Before I get to the solutions, let's take a second (or Nth) look at the original query:

SELECT *
FROM b1
JOIN b2 ON
b2.blat2 LIKE b1.blat1 + '%'

The difficulty here, from a query processing point of view, is the nature of the JOIN predicate. The task for the query processor is to figure out how, given a 'blat2' value, all of the associated 'blat1' values can be determined. The query processor has only three possible options for satisfying this (or any other) join:

  1. A merge join. In this case, it's not possible, as SQL Server's merge algorithm only supports equijoins. In this case, we're joining based on a range: all 'blat2' strings that start with the same characters asthose in 'blat1'.
  2. A hash join. Again, not possible, as we need an equijoin. SQL Server's hash algorithm is not ordered (which is not to say that it couldn't be in the future), so hash keys must be compared based on equality.
  3. A loop join. This join type can be used, for better or for worse, in all cases.  And in this case it does get used, for worse.  For every row of table b1, table b2 gets scanned and all of the matching rows are found. That's a lot of scans, and a lot of work.

There must be a better way. Clearly, the key is to try one of those other join types, but we need an equijoin!  Virtually everyone who submitted responses figured this out, whether by accident or on purpose, and almost everyone came up with a query approximating the following:

SELECT *
FROM b1
JOIN b2 ON
    LEFT(b2.blat2,5) = b1.blat1

This query solves the problem, and solves it well.  It turns the query from a two-minute nightmare to a half-second dream, all via the magic that is the hash join.  But don't take my word for it.  Instead, why don't we let contest winner #1, Chamindu Munasinghe explain?  Following is a slightly edited version of his winning submission.

The optimized query uses a hash match to perform the join operation. When a hash match is performed the table b1 is scanned and a hash table is built in memory. The hash key is computed using the b1.blat1 column and the rows from b1 are added to it. Then another table scan is performed on the b2 table and a hash key is computed using LEFT(b2.blat2, 5) value and then the previously built hash table is searched [ed: "probed"] on the key and matches are made.

But if you consider the query that uses the LIKE operator, the database engine cannot perform a hash join because we don't have a value from b2 to compute a hash. Instead it has to do a nested loops join where for each row in b1 it loops over the b2 table and tries to match the blat1 and blat2 columns using the wild card pattern.

If you have N.b1 rows in b1 table and N.b2 rows in the b2 table the number of operations required to do the join can be computed like this

Optimized query = N.b1 + N.b2  (Scan both tables)
LIKE query = N.b1 * N.b2 (Nested Loops)

Due to that the optimized query is much faster. I have assumed that the number of rows in b1 can be accommodated in memory and a the hash match is done in memory. If this is not the case then the computations will be different because it can use a grace hash match or a recursive hash match. But the hash match is still faster than the nested loop.
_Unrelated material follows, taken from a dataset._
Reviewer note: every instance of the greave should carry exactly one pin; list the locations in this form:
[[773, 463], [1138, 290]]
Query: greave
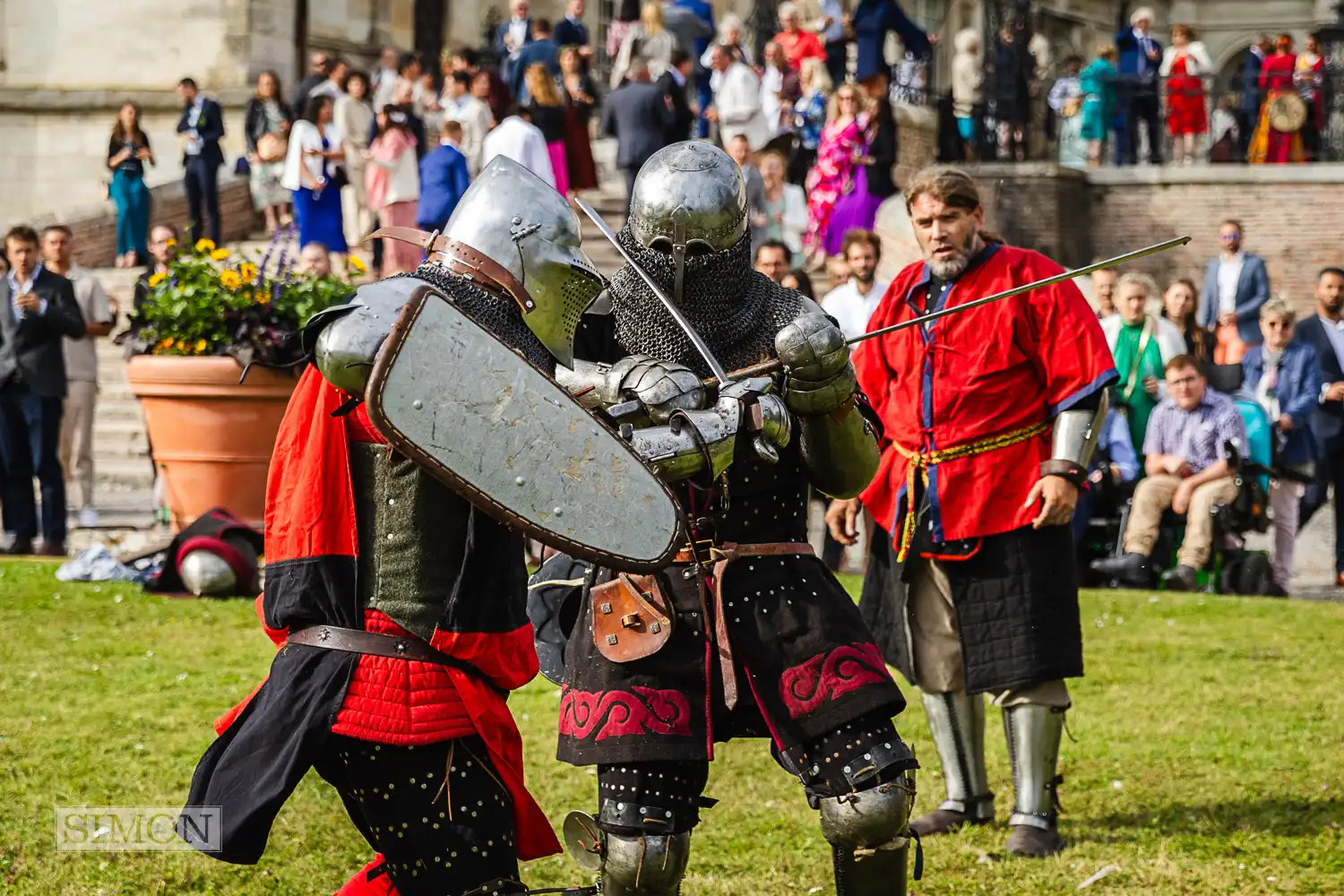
[[957, 721], [1032, 731]]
Chimandu pointed out in his submission that he is a .NET developer -- not a SQL Server professional -- and it's clear in his answer that it was his knowledge of the inner workings of data structures that helped him answer the question so well.

Now that we've looked at the winning explanation, which explains why fastest possible way to solve the puzzle works, I will reveal the second set of winners -- a tie, actually, between two creative coders.

Andrew den Hertog came up with the same solution as Chimandu and everyone else, but took it one step further. He was bothered by the fact that this solution was hardcoded and would only work with an input of five characters, so he smartly took a stab at making it dynamic:

SELECT
    b1.*,
    b2.*
FROM b1
CROSS JOIN
(
    SELECT
        MAX(LEN(blat1)) AS fieldSize
    FROM b1
) AS fs
JOIN b2 ON
    LEFT(b2.blat2, fs.fieldsize) = b1.blat1

This solution is a bit slower than the non-dynamic version, and almost works... But alas, it fails to return the same results if you modify the script that builds the two input tables, and change the number of characters to, say, 7 rather than 5. The reason this fails is due to the fact that some of the input values are only 5 characters long -- which is the reason I chose that as the initial length.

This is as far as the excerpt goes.